Usually mergers are a bullish sign, but Cramer doesn't want Valeant Pharmaceuticals (VRX) along with Bill Ackman to buy Allergan in a $4.5 billion hostile takeover. Allergan rallied 28% for the year and rose another 15% on this hostile takeover bid. CEO David Pyott has put together a collection of amazing franchises beyond just Botox for cosmetic uses. It has spent 16% of its revenues on research to find multiple uses and new treatments for eye diseases, incontinence and migraines. Allergan is a "research machine." When the stock was down dramatically in August because of rumors of a generic challenge to its eyecare drug, David Pyott made a strong case for the stock, and the stock has doubled since. The reasons for the takeover are synergistic and not necessarily to create the most sustainable growth.

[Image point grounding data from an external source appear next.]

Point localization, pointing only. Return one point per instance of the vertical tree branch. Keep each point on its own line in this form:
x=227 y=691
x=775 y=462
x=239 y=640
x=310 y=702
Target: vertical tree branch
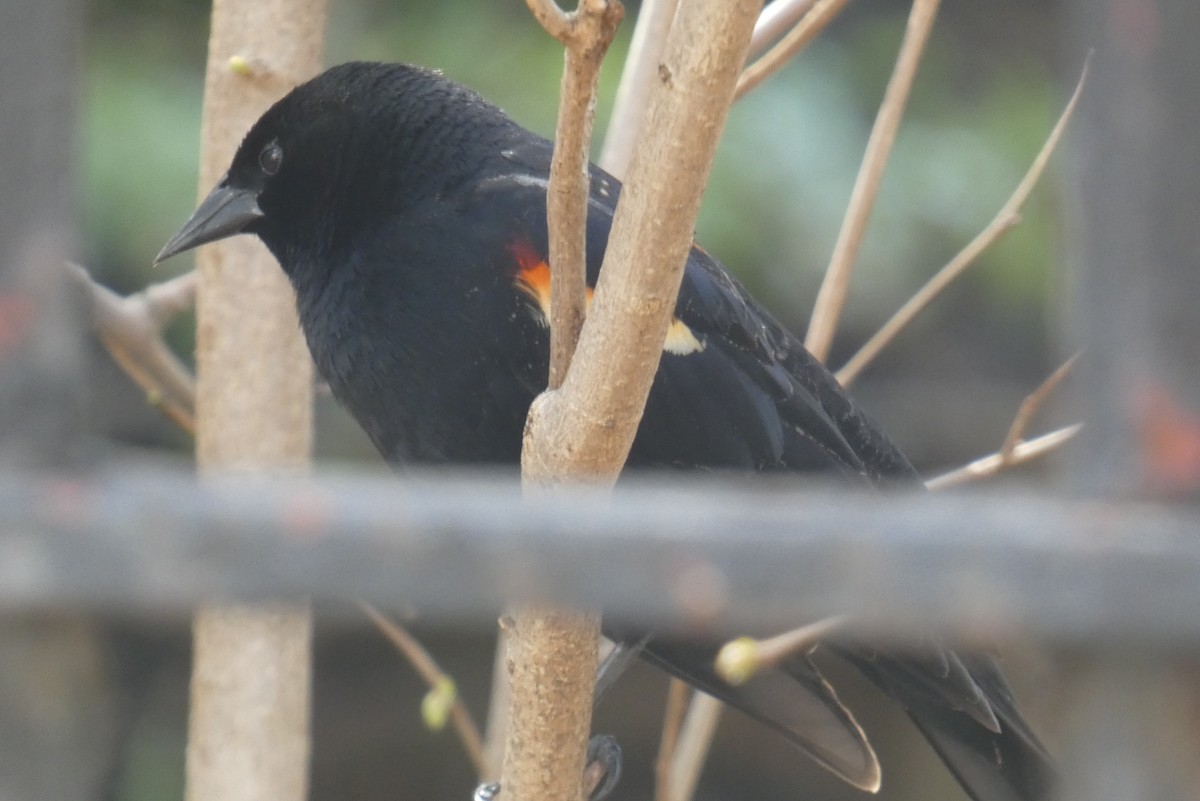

Cramer is concerned that radical cost-cutting will destroy the company culture that has been working well so far. "Pyott deserves better," said Cramer.
Cramer took some calls:
Pain Therapeutics (PTIE) is a stock Cramer wants to do more research on. He usually prefers Alkermes (ALKS) for pain medication. Alkermes is up 15% for the year and has a tax advantage from its location in Ireland.

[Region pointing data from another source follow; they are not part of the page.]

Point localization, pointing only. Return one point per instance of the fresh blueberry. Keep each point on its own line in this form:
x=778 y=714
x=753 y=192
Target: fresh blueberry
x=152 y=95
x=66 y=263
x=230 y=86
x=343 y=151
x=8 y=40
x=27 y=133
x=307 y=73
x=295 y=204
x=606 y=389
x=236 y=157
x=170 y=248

Halozyme (HALO): Cramer likes biotechs that have a strong product profile. HALO was an "FDA roulette" play, and it "is no Gilead."
Kinder Morgan Partners (KMP) is a major pipeline play with a $16 billion backlog of projects for the coming years. The stock has been treated like a "punching bag" because MLPs are considered "bond equivalents," and when interest rates were rising, this sector suffered. Even with the easing of rates, KMP hasn't bounced back as much as other MLPs, although Cramer thinks the stock deserves to be higher. The company beat earnings by 6 cents and has a distribution of 7%.
CEO Rich Kinder thinks that the street is under the impression that Kinder Morgan is too large to grow substantially. Kinder countered, "We have a lot of room for growth left," and mentioned the company's backlog and its natural gas assets. He expects 5% growth for KMP and 8% growth for Kinder Morgan (KMI). In all of his years in the oil and gas business, he declares, "Those are damn good numbers." Cramer thinks Kinder Morgan is the cheapest MLP and is bullish on the stock.